Pair Corralation between Ercros and Workday

Assuming the 90 days trading horizon Ercros is expected to generate 3.1 times more return on investment than Workday. However, Ercros is 3.1 times more volatile than Workday. It trades about 0.14 of its potential returns per unit of risk. Workday is currently generating about -0.13 per unit of risk. If you would invest  248.00  in Ercros on January 25, 2024 and sell it today you would earn a total of  106.00  from holding Ercros or generate 42.74% return on investment over 90 days.
Time Period3 Months [change]
DirectionMoves Against 
StrengthSignificant
Accuracy100.0%
ValuesDaily Returns

Ercros  vs.  Workday

 Performance 
       Timeline  
Ercros 

Risk-Adjusted Performance

11 of 100

 
Weak
 
Strong
Good
Compared to the overall equity markets, risk-adjusted returns on investments in Ercros are ranked lower than 11 (%) of all global equities and portfolios over the last 90 days. In spite of rather weak basic indicators, Ercros exhibited solid returns over the last few months and may actually be approaching a breakup point.
Workday 

Risk-Adjusted Performance

0 of 100

 
Weak
 
Strong
Very Weak
Over the last 90 days Workday has generated negative risk-adjusted returns adding no value to investors with long positions. In spite of latest unfluctuating performance, the Stock's basic indicators remain strong and the current disturbance on Wall Street may also be a sign of long term gains for the company investors.

Ercros and Workday Volatility Contrast

   Predicted Return Density   
       Returns  

Pair Trading with Ercros and Workday

The main advantage of trading using opposite Ercros and Workday positions is that it hedges away some unsystematic risk. Because of two separate transactions, even if Ercros position performs unexpectedly, Workday can make up some of the losses. Pair trading also minimizes risk from directional movements in the market.
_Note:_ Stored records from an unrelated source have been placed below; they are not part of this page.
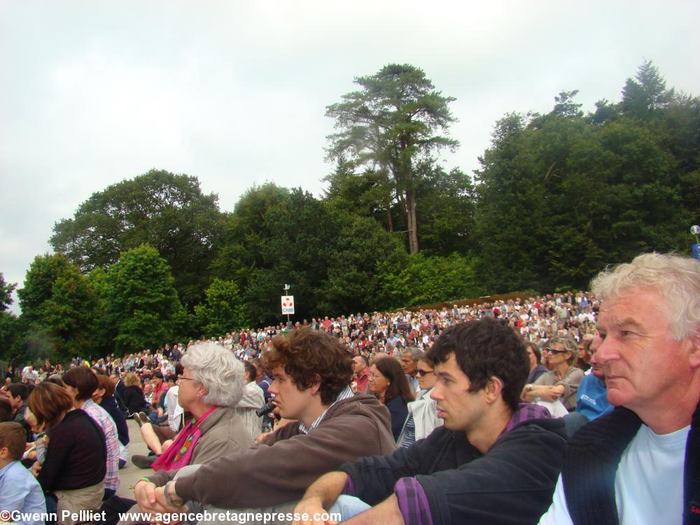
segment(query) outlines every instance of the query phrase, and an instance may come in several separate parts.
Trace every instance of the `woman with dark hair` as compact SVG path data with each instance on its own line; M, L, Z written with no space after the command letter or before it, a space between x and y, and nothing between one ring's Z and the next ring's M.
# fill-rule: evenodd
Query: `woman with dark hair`
M107 411L92 400L99 383L97 376L85 366L78 366L63 374L64 391L73 399L74 408L85 412L102 429L107 447L107 474L104 478L104 498L119 488L119 438L117 426Z
M104 493L107 451L104 434L92 419L80 409L58 385L40 383L27 402L38 426L44 426L48 437L43 463L32 470L44 492L58 500L57 513L96 511ZM70 519L62 522L72 525Z
M127 406L129 413L138 414L145 410L148 403L144 391L141 389L139 376L133 372L130 372L124 378L124 384L126 386L124 388L124 404Z
M530 374L527 377L528 384L534 383L537 378L549 370L542 364L542 353L536 343L528 342L525 343L528 358L530 359Z
M107 376L97 374L97 388L92 393L92 400L107 411L117 426L119 440L119 468L122 468L129 459L129 427L127 419L119 410L114 398L114 383Z
M534 383L525 385L523 400L559 400L568 412L576 409L576 393L583 379L583 371L573 365L578 357L576 341L570 335L555 335L547 342L547 352L552 370L540 375Z
M414 400L413 391L401 365L393 357L374 361L370 374L370 391L379 398L391 416L391 433L398 440L408 416L407 405Z

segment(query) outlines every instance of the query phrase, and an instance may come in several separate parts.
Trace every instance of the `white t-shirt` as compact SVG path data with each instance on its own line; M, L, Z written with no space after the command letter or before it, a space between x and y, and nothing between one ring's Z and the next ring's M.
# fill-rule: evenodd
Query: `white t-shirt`
M620 525L671 525L683 516L683 464L690 426L670 434L655 434L642 425L622 454L615 478ZM596 505L595 501L589 502ZM561 475L540 525L571 524Z

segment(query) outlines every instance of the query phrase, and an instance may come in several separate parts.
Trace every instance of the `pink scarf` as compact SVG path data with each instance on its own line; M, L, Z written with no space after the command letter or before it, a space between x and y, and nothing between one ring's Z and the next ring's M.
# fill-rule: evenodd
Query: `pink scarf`
M176 470L189 465L190 458L192 456L192 449L195 447L197 440L202 437L200 424L217 408L218 407L212 407L204 412L202 417L190 421L178 433L172 444L168 447L165 451L155 460L151 465L151 468L156 472L158 470Z

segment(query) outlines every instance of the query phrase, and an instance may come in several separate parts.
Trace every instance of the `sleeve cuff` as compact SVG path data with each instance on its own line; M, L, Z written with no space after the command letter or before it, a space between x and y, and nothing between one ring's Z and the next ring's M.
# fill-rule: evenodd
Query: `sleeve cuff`
M343 491L340 493L346 494L346 496L355 496L355 484L352 482L352 478L350 476L348 476L345 480L345 486L343 487Z
M416 478L402 477L394 486L394 493L406 525L433 525L428 496Z

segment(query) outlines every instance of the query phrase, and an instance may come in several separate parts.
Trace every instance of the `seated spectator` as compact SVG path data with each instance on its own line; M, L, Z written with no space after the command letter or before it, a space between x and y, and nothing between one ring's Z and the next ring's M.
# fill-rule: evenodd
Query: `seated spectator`
M370 360L367 356L355 356L353 358L353 372L355 391L367 393L370 391Z
M583 379L583 372L573 366L578 355L576 342L570 336L555 335L542 349L547 352L552 370L540 376L534 383L526 384L522 398L525 401L560 400L568 412L576 408L576 392Z
M158 399L158 405L155 406L155 410L147 415L148 419L154 425L160 425L161 423L164 423L168 420L167 392L175 386L176 382L177 382L177 376L174 374L165 376L165 383L168 387L167 390L164 394L161 394Z
M107 472L102 430L85 412L75 408L69 393L53 383L37 385L28 405L48 435L43 463L36 462L32 470L38 472L36 479L43 491L57 499L58 515L64 511L76 514L80 510L96 511L104 495ZM62 523L78 522L69 516Z
M614 407L608 401L606 374L603 365L596 359L596 351L602 340L596 338L589 345L591 373L581 380L577 394L576 412L588 421L592 421L612 412Z
M435 428L442 426L442 420L438 417L438 402L430 398L438 378L435 367L425 354L418 360L416 376L421 389L416 400L408 404L408 417L396 442L402 447L427 438Z
M418 366L419 359L423 357L424 354L423 350L415 347L404 349L401 352L401 368L403 369L403 373L406 374L408 386L411 387L414 394L421 389L418 384L418 378L416 377L416 367Z
M542 374L549 372L547 367L541 363L542 354L540 347L533 342L525 343L525 349L530 359L530 374L527 377L527 384L534 383Z
M181 363L178 402L194 419L176 435L169 428L144 424L141 435L155 454L134 456L136 466L174 470L193 462L208 463L253 442L234 410L245 384L243 363L223 346L208 343L190 346ZM183 447L186 452L181 456Z
M106 410L92 400L92 393L99 383L94 372L85 366L71 368L63 374L64 388L73 399L74 408L88 414L104 433L107 447L106 469L104 478L104 498L113 496L119 488L119 438L117 426ZM34 412L32 410L32 412Z
M143 412L148 407L146 396L141 388L141 382L135 372L130 372L124 378L124 404L129 414L134 414Z
M591 343L593 339L591 337L584 337L577 345L578 350L578 357L574 366L580 368L584 372L591 370Z
M370 368L370 391L388 409L391 433L398 440L408 416L407 404L414 394L398 361L392 357L377 359Z
M639 255L599 274L595 360L612 412L567 443L540 521L700 522L700 262Z
M114 382L106 375L97 374L97 388L92 393L92 400L104 408L117 426L119 440L119 468L126 465L129 459L129 427L123 412L117 406L114 398Z
M522 342L485 318L445 330L428 356L444 426L324 475L295 512L329 509L347 519L361 512L355 522L397 525L537 521L561 468L564 424L542 407L518 405L529 368Z
M300 328L274 337L265 354L274 379L270 391L281 416L297 421L175 481L175 472L159 472L148 477L151 482L139 482L141 507L180 512L177 505L188 501L190 510L202 504L281 508L344 461L393 450L386 409L372 396L353 396L351 363L341 342L322 330ZM274 465L274 475L265 465Z
M13 421L19 423L24 429L27 440L32 440L31 428L24 421L24 413L27 412L27 398L29 395L29 389L22 383L10 383L6 389L6 396L12 405Z
M12 421L12 405L10 400L0 396L0 423ZM24 427L22 427L24 428ZM24 439L27 439L27 433L24 433Z
M25 514L46 512L41 486L20 463L27 434L19 423L0 422L0 509ZM5 521L10 521L6 519ZM43 525L42 519L23 519L22 525Z
M262 388L255 383L258 371L255 366L248 361L242 363L246 368L246 386L243 397L236 405L236 413L255 440L262 432L262 418L255 415L255 410L265 405L265 395Z

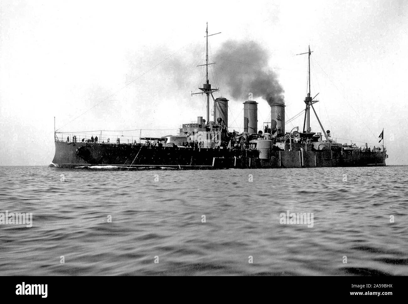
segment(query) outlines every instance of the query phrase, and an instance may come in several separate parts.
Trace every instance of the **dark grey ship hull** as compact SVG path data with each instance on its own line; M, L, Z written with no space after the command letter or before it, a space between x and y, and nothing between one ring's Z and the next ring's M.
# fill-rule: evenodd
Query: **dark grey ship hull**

For example, if an entire industry or sector drops because of unexpected headlines, the short position in Workday will offset losses from the drop in Workday's long position.
The idea behind Ercros and Workday pairs trading is to make the combined position market-neutral, meaning the overall market's direction will not affect its win or loss (or potential downside or upside). This can be achieved by designing a pairs trade with two highly correlated stocks or equities that operate in a similar space or sector, making it possible to obtain profits through simple and relatively low-risk investment.
Check out your portfolio center.
Note that this page's information should be used as a complementary analysis to find the right mix of equity instruments to add to your existing portfolios or create a brand new portfolio. You can also try the Sign In To Macroaxis module to sign in to explore Macroaxis' wealth optimization platform and fintech modules.